Anunciar
lo mismo muchas veces y en poco tiempo, ya es una complicación comunicacional. Contradecir
sobre la marcha un anuncio reciente genera confusiones. El Gobierno y ciertos
periodistas debieran cuidar estos detalles, para no desacreditarse.
El primer instrumento para combatir este virus es la
verdad, valor innegociable ante ambigüedades y conceptos indeterminados
oficialmente proferidos con toda profusidad.
Partiendo de premisas falsas, dan por supuesto -con altas cuotas de cinismo
y manipulación- que toda la población tiene satisfechas sus necesidades físicas
esenciales, digo –entre otras- una educación sanitaria suficiente, digo: “por
qué”, “cómo”, “cuándo” y “con qué debe/mos cuidarse/cuidarnos”
Alta
temeridad cuando la pobreza e indigencia treparían a un 50% de la población,
sin menoscabo de un muy opaco humor social.
Pícaramente, nada se dice sobre “la
madre del borrego”: digo Desigualdad, digo Corrupción, Digo privilegios.
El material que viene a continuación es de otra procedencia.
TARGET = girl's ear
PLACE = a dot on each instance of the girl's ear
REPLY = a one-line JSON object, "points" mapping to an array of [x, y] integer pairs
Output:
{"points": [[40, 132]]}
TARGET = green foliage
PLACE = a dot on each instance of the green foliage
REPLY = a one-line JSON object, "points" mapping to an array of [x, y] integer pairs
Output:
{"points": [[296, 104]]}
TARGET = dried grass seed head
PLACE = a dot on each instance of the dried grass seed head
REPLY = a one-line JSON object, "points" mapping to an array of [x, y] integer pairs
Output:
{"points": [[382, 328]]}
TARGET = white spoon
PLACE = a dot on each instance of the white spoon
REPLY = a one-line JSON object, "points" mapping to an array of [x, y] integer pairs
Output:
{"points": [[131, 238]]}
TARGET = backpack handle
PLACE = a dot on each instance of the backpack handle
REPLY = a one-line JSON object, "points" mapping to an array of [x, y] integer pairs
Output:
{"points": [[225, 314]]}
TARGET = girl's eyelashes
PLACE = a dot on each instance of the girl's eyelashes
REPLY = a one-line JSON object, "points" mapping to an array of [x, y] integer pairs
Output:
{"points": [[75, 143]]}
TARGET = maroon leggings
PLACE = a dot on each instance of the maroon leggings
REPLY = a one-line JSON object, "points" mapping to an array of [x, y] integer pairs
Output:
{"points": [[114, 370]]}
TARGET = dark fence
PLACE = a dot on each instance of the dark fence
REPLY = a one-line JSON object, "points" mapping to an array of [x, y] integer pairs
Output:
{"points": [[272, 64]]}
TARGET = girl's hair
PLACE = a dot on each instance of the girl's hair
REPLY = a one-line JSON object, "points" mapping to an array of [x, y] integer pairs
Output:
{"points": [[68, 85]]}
Irrefutablemente “este es el quid de la cuestión”, el origen de todo, la razón
por la que algo es como es… ¡la profanación de tanta “Ciudadanía”!
Gobernantes
y medios/periodistas monotemáticos (Covid-19´),
haciendo uso y abuso del miedo social con un
discurso atemorizador, nos dejan sin opción en nuestros confinamientos, hoy
habitados por toda incertidumbre, desconfianza, morbilidad, impaciencia y
hartazgo.
De
consuno, dichos gobiernos con poca humildad, prudencia, empatía, sincronización
ni fundamentos interdisciplinarios, nos impusieron cinco fases de cuarentena para -supuestamente-
superar airosamente la pandemia. Un detalle: “inicialmente
eran 15 días, hoy llevamos 150 y en ascuas”
Es
así como se alimenta el discurso de la incertidumbre y el discurso del miedo,
en medio de una pandemia en la que conforme aumentan los casos, se ajustan las
medidas restrictivas y se marcha hacia el vacío socioeconómico del presente y
del futuro.
La
manipulación político-mediática que venimos observando y padeciendo, hace a su
corresponsabilidad cuando discursivamente ejercería una toma de control del
comportamiento social, en busca de eliminar las capacidades críticas o de autocrítica
de la persona, esto es, su capacidad de juzgar o de rehusar informaciones u
órdenes… incrementando vulnerabilidad en libertades individuales y tentaciones
totalitarias.
Consecuentemente,
el fondo, que es lo gravitantemente capital en todo lo relacionado con el
COVID-19, fue sustituido por la forma.
Estamos
en presencia de una población forzosamente recluida a merced de discursos, programas televisivos y relatos que
se elaboran solamente en torno a la pandemia, los que retransmitidos sin intermitencias,
se transformaron en una pandemia mediática, cuyos efectos nocivos ya se
empiezan a observar.
En
efecto, la emocionalidad es contagiada entre las personas las que así, oscilan y se orbitan por criterios de
imágenes, no por racionalidad. El miedo a la enfermedad es peor que la
enfermedad misma.
Finalmente,
tantas idas y vueltas en un mismo plan anti pandemia, genera dudas razonables sobre
el verdadero alcance y efectividad de sus fases (desarticuladas
y antifederalmente anunciadas una y otra vez),
confirmando así, formalmente, la
substancia de nuestra titulación: ¿más
que un sofisma, menos que un placebo?